Bicycles dressed to kill and a car hand-crafted almost entirely of wood will join marching bands, local dignitaries, vintage cars, pipers, mounted police and youthful step dancers at Hermosa’s 2011 St. Patrick’s Day Parade, beginning 11 a.m. Saturday, March 12.
The 16th annual parade – the event is 17 years old but was rained out one year – was shouldered by the Hermosa Beach Chamber of Commerce, after the city took it over from exhausted volunteer founders and then passed it along, citing budget constraints.
“We’re trying to make this seamless for the residents,” said parade chair Kim MacMullan.
The popular event draws several thousand people to line the parade route, which begins at Pier Avenue and the greenbelt, and proceeds down Pier to Hermosa Avenue, where it hangs a left and disappears into an emerald mist about Eighth Street. This year, live bands and steppers from the Kelly School of Dance will continue to entertain on the Pier Plaza for a few hours after the parade.
For the first time the parade will travel down the refurbished Pier Avenue, complete with wider sidewalks and a median lined with date palms.
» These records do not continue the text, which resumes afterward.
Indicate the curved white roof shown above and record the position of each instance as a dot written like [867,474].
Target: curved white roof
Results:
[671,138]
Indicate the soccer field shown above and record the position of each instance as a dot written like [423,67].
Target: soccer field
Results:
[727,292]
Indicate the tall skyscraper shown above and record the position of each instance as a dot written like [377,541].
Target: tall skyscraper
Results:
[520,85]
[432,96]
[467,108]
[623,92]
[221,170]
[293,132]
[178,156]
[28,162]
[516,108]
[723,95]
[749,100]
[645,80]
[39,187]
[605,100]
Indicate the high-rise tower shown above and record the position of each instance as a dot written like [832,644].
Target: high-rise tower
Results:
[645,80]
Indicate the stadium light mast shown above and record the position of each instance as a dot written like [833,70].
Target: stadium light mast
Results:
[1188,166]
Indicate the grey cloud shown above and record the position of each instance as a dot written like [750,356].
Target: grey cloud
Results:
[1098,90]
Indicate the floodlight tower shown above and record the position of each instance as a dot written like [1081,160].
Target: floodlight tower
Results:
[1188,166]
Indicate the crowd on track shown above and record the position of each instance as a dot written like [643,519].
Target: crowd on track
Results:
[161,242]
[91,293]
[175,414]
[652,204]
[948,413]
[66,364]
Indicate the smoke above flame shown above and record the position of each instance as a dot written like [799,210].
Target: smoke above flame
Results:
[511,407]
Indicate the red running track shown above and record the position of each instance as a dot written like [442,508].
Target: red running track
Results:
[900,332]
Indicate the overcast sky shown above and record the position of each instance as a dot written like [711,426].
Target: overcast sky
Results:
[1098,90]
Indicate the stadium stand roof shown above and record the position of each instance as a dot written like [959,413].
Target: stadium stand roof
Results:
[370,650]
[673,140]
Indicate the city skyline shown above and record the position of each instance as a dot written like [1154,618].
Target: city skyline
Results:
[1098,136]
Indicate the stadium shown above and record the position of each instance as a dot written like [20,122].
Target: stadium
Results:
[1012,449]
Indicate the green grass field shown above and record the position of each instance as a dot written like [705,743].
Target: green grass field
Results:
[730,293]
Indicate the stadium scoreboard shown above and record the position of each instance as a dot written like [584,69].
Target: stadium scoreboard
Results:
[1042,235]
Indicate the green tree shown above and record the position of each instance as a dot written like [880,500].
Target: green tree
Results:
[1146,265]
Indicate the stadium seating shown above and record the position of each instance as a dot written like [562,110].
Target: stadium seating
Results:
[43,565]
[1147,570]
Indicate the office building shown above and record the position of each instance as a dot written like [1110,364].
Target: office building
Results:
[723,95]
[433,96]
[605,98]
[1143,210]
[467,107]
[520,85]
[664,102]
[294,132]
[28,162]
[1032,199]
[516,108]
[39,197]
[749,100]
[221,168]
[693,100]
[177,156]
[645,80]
Maureen Hunt, acting executive director of the chamber, said the parade will use the north side of Pier where the median breaks it in two, and she urged spectators on the south side to avoid standing on the median, where the ground cover is tender.
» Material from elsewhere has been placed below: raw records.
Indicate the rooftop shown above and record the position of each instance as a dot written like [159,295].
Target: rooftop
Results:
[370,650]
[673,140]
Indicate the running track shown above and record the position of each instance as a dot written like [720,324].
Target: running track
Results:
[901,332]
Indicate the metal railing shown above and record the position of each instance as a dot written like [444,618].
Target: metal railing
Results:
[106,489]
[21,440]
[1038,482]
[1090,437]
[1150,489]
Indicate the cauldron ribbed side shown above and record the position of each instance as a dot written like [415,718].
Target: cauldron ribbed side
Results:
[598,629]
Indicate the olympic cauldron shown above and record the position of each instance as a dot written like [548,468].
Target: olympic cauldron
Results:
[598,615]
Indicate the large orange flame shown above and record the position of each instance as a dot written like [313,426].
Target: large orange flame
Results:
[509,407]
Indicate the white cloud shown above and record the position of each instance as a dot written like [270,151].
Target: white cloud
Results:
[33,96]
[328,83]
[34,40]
In addition to a large bicycle entry organized by Hermosa Cyclery and the wooden car crafted and driven by Kelsey Clark, highlight entries will include three marching bands, the LAPD Emerald Society, the hospital-visiting Clowns on Rounds, HBPD mounted police, Aquarium of the Pacific, horse riders from the Palos Verdes Peninsula, and the pooches of the Irish Setter Club.
The roughly 100-pound wooden car can go 25 mph on its electric scooter motor, and was carved and shaped by Clark, 27, entirely of wood save its axles, steering mechanism, engine and tires.
The car was six years in the making and has been recognized at a number of car shows. Its accessories include a little trailer to tow, a drive-in tray with burger, fries and a shake with two straws, a barbeque grill, a surfboard and a skateboard entirely of wood.